La scrittura sembra più ad opera di un fan del primo film che di un addetto al settore. Perché se sei cosi schiavo delle dinamiche e delle battute del primo film, e non sei un sequel degli anni ’80 (che puntavano tutto su quello), vuol dire che 1) Non hai nulla da dire. 2) Sei insicuro del risultato e giochi sull’usato sicuro del primo. E le due cose spesso vanno a braccetto. E poi c’è un problema di cui nessuno parlerà, preferendo vederlo altrove.

Il giorno in cui James Bond diventò femminista.
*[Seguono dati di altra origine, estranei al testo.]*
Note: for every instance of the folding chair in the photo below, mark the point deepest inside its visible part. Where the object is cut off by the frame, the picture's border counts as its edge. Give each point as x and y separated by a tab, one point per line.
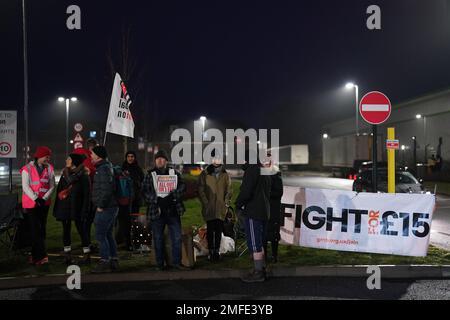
141	234
10	218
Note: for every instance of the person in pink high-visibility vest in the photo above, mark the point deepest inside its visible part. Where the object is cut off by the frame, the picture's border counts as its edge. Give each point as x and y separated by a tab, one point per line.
38	183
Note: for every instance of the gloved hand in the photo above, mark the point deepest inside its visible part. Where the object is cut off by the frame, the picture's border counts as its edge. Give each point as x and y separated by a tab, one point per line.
40	202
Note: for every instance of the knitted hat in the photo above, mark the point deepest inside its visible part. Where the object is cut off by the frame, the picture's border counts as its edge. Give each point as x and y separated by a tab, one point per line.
77	159
42	152
100	151
162	154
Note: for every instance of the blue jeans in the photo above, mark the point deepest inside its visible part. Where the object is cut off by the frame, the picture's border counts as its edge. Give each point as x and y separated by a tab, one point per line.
158	226
254	230
104	223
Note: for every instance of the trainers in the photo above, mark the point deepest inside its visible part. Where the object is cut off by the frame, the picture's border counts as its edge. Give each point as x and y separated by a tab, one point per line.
254	276
103	266
180	267
114	264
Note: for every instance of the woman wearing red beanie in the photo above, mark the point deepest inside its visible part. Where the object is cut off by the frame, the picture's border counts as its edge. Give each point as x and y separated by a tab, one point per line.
38	183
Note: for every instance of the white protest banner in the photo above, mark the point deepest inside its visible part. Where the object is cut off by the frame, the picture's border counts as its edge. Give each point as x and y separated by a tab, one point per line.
164	184
120	121
8	134
385	223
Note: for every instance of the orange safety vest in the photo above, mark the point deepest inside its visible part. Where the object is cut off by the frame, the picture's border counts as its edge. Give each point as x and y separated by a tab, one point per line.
39	184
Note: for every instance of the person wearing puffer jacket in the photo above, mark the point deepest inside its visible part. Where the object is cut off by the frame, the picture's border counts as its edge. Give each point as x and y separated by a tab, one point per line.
214	190
75	207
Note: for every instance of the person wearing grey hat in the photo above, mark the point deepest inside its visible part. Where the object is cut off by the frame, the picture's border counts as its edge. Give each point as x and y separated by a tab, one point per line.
164	209
104	199
73	204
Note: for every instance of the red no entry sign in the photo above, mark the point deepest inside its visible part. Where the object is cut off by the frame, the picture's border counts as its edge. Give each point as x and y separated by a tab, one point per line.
375	107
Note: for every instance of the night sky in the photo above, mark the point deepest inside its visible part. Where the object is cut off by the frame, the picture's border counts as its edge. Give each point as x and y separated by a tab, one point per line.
271	64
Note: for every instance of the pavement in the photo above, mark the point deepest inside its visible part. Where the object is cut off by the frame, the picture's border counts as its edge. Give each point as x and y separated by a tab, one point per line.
195	293
349	271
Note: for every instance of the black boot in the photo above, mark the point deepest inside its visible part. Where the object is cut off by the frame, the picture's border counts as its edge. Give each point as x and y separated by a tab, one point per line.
68	258
211	255
275	251
216	255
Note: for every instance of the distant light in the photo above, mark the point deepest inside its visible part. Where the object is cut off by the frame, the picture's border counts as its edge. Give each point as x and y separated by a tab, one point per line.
350	85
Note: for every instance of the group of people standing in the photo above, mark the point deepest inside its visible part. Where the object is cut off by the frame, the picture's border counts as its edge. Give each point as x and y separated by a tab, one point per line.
258	202
87	194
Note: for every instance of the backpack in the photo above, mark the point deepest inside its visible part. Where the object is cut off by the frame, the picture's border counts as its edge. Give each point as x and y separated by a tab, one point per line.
124	187
228	224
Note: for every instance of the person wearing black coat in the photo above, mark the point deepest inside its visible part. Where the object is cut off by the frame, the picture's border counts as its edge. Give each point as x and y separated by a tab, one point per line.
130	168
253	203
273	225
75	207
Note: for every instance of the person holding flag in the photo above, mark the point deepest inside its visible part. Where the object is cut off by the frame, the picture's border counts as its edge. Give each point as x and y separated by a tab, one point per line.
38	183
163	190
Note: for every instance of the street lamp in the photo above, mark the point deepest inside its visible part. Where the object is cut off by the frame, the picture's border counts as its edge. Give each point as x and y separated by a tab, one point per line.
418	117
349	86
67	100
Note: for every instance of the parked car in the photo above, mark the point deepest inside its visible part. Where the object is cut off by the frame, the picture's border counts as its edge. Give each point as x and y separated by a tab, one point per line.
405	182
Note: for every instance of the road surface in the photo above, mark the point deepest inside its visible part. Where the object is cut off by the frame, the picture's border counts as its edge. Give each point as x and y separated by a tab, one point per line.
313	288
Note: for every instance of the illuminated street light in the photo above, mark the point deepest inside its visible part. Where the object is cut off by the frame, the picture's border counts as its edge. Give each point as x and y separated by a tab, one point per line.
350	86
62	99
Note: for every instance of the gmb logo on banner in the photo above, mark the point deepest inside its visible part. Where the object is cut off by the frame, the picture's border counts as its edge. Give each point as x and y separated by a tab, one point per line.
389	223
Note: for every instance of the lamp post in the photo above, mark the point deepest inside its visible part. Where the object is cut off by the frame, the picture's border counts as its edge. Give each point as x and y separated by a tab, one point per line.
349	86
62	99
421	116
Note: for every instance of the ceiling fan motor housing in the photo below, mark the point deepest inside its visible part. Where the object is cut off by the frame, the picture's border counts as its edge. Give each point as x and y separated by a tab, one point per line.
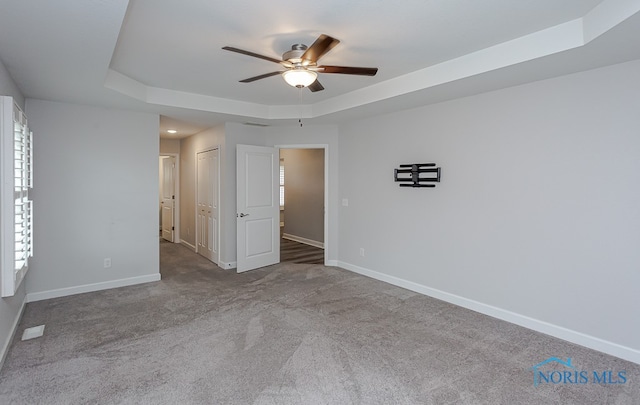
295	54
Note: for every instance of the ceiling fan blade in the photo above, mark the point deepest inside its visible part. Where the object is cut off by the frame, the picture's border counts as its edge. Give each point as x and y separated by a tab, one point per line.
348	70
315	86
255	55
323	44
253	79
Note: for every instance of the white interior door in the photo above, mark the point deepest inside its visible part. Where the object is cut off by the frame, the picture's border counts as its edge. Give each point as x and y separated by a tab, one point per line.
258	207
207	205
168	197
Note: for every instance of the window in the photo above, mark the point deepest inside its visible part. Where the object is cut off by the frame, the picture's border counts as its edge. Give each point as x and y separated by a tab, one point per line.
281	183
17	208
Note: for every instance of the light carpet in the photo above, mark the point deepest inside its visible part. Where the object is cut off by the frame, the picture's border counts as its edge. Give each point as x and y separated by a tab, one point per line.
286	334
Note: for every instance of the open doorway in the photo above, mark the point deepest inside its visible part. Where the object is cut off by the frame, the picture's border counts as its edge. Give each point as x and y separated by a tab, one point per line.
302	204
169	201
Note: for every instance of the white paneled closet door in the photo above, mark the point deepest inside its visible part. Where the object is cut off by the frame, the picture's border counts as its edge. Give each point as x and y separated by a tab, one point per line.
207	205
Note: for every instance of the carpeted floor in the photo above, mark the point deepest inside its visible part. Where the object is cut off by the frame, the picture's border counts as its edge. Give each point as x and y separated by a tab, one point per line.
287	334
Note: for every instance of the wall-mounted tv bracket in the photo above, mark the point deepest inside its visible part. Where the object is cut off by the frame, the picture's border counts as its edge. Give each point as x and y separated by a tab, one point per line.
414	174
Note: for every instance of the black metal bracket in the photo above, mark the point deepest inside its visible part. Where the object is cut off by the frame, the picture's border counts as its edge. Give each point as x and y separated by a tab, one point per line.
413	174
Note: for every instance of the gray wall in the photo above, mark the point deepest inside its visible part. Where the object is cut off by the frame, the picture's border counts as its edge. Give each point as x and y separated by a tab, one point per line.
304	193
537	213
9	307
169	145
95	196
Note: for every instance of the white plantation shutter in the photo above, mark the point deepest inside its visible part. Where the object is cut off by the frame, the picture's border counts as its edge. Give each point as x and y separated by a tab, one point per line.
17	209
281	182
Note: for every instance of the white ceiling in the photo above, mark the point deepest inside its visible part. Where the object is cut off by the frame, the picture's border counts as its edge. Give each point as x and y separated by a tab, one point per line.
165	56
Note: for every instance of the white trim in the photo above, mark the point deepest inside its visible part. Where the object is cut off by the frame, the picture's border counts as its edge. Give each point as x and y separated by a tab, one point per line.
189	245
327	207
176	193
560	332
80	289
227	266
306	241
7	344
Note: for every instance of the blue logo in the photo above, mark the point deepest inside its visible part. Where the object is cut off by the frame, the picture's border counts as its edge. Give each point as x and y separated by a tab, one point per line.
556	371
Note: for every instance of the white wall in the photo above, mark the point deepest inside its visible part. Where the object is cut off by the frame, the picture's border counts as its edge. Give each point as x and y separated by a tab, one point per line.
168	146
537	212
10	308
95	196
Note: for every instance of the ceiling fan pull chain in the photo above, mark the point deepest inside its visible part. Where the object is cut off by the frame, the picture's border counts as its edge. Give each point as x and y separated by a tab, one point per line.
300	106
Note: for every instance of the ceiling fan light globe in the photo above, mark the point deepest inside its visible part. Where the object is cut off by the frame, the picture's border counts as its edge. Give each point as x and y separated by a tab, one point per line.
299	77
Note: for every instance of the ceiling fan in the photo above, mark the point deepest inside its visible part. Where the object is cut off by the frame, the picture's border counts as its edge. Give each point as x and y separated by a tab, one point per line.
301	64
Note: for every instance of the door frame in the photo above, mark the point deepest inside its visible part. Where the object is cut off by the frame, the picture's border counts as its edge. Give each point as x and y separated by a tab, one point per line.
326	187
195	240
176	192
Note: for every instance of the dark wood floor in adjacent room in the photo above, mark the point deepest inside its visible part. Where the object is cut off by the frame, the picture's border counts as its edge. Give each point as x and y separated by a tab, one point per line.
296	252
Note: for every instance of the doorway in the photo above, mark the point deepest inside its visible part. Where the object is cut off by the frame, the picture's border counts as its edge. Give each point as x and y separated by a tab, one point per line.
303	201
169	198
207	205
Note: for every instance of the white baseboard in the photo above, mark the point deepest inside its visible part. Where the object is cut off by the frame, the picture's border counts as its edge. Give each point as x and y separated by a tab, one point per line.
227	266
63	292
14	329
187	244
300	239
560	332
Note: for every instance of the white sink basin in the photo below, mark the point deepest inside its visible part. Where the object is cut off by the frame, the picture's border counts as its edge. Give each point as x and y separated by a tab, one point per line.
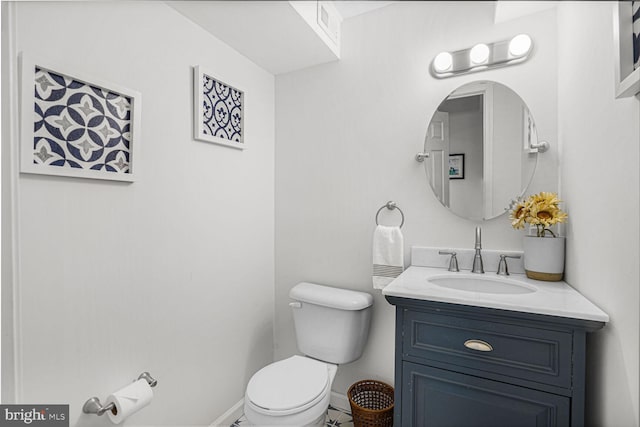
481	283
Partiamo da un presupposto: le battaglie femministe di Hollywood per pulirsi la coscienza sono a dir poco pietose e di facciata. L’attenzione data alla faccenda è tanto giusta quanto spesso eccessivamente spinta da un giustizialismo un po’ paranoico, che sfocia inevitabilmente in film dal messaggio tutt’altro che paritario come Capitan Marvel o dei tanti “franchise X in chiave femminile”.

La Madison di Zoey Deutch è una macchietta talmente stupida, di cattivo gusto, stereotipata e offensiva per il genere femminile che farebbe venire istinti femministi persino a James Bond, e la cosa assurda è che in tutto questo clima di caccia alle streghe Zombieland 2 – film in cui i personaggi femminili sono DAVVERO semplici oggetti di piacere – passerà inosservato, perché le accuse femministe del mondo dello spettacolo inseguono sterili polemiche come quella dello screen time di Margot Robbie su C’era una volta a Hollywood, tappandosi magicamente gli occhi quando un film è davvero un’offesa all’intelligenza delle donne come questo.

E il fatto che i due peggiori film dell’anno, Zombieland 2 e Capitan Marvel, rappresentino le donne nei modi più opposti ed estremi possibili (come oggetti uno, in maniera “sovranista” l’altro) è la prova di quanto Hollywood c’abbia capito poco sulla questione, e che dovrebbe smetterla di farsi voce di lotte civili che appartengono a persone più competenti.